Se il vescovo pro Lgbt critica chi protesta contro l’aborto
Parlando a una radio irlandese, Diarmuid Martin ha preso le distanze da coloro che manifestano fuori dagli ospedali per difendere la vita nascente. Una frecciata al mondo pro life, in linea con altre occasioni in cui l’arcivescovo di Dublino ha espresso posizioni contrarie all’insegnamento della Chiesa
Sembrano stranamente lontani i tempi in cui toccava alla cultura “laica” affrontare i difensori della vita nascente. Oggi, infatti, a bacchettare il popolo pro life ci pensano direttamente coloro che fino a ieri ne erano i primi alleati, i pastori: non tutti chiaramente ma alcuni, che però bastano e avanzano a certificare una babele etica senza precedenti. Memorabili, a questo proposito, le parole di monsignor Nunzio Galantino, il quale qualche anno fa ebbe a prendere le distanze da chi prega davanti agli ospedali dove si praticano aborti con una nettezza degna di miglior causa. «Io non mi identifico», sottolineò il prelato, «con i visi inespressivi di chi recita il rosario fuori dalle cliniche». Un’uscita che il diretto interessato stesso, successivamente, tentò di minimizzare, ma che ha purtroppo fatto scuola.
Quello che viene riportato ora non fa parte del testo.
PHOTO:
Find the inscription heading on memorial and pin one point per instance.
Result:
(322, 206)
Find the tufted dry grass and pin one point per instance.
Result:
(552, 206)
A dimostrare che la non identificazione galantiniana con le istanze pro life non è così isolata, ci ha pensato infatti in questi giorni monsignor Diarmuid Martin, arcivescovo di Dublino, il quale ai microfoni di Raidió Teilifís Éireann, l'emittente pubblica irlandese, pur ribadendo l’importanza dell’obiezione di coscienza, ha voluto prendere marcatamente le distanze da chi protesta nei pressi degli ospedali e dei reparti dove si praticano gli aborti. «Sarei particolarmente cauto», ha detto, «nel protestare contro i medici che si recano al lavoro e la gente che va lì per tutti i tipi di motivi». Per precisare meglio il suo pensiero, ha poi aggiunto: «Personalmente, non sono uno per la protesta. Ciò che infatti la Chiesa dovrebbe fare è rafforzare la sua determinazione per aiutare le donne in crisi e per educare le persone sulla vasta gamma».
Ora, che accompagnare e sostenere le donne in gravidanza difficile e indesiderata sia qualcosa di fondamentale è fuori discussione. La luminosa esperienza dei Centri di aiuto alla vita è lì a dimostrarlo. Tuttavia, viene da chiedersi se sia normale e tollerabile che in un Paese in cui, come l’Irlanda, l’aborto è praticabile solamente da pochi giorni, un pastore come prima cosa si precipiti a prendere le distanze da proteste antiabortiste troppo accese, anziché concentrarsi su altro. Nessuno infatti intende legittimare proteste violente, ci mancherebbe. Ma come non accorgersi che la prima violenza da condannare è l’aborto stesso? Non a caso in altri anni, alla legalizzazione dell’aborto, facevano seguito prese di posizione ben diverse da parte delle gerarchie.
Come quella della XV Assemblea generale della Cei che nel 1978, a legge 194 approvata, si pronunciò con una dichiarazione della quale, per comprendere il tenore, è sufficiente riportare i primi tre passaggi: «1) Nessuna legge umana può mai sopprimere la legge divina; 2) ogni creatura umana, fin dal suo concepimento nel grembo materno, ha diritto a nascere; 3) l’aborto volontario e procurato, ora consentito dalla legge italiana, è in aperto contrasto con la legge naturale scritta nel cuore dell'uomo ed espressa nel comandamento: “Non uccidere!”». Una chiarezza di giudizio che oggigiorno, per usare un eufemismo, si fatica a rintracciare.
A chi per caso pensasse che forse monsignor Diarmuid Martin è stato frainteso, e che in realtà le sue posizioni sull’etica sono affidabili, ricordiamo che è lo stesso che in occasione dell’ultima Giornata Mondiale delle Famiglie - come riferisce il Messaggero, testata affidabile e apprezzata anche da papa Francesco, che ha detto di leggerla in genere la mattina presto - faceva «sapere alla controparte vaticana che è giunto il momento di aprire le frontiere e allargare la kermesse cattolica anche ai nuclei omosessuali e al mondo Lgbt». La frecciata arcivescovile alle proteste pro life non è dunque uno scivolone, bensì solo l’ennesima conferma delle posizioni quantomeno singolari di monsignor Martin. Un nome che ormai, ripensando anche all’omonimo gesuita, è tutto un programma.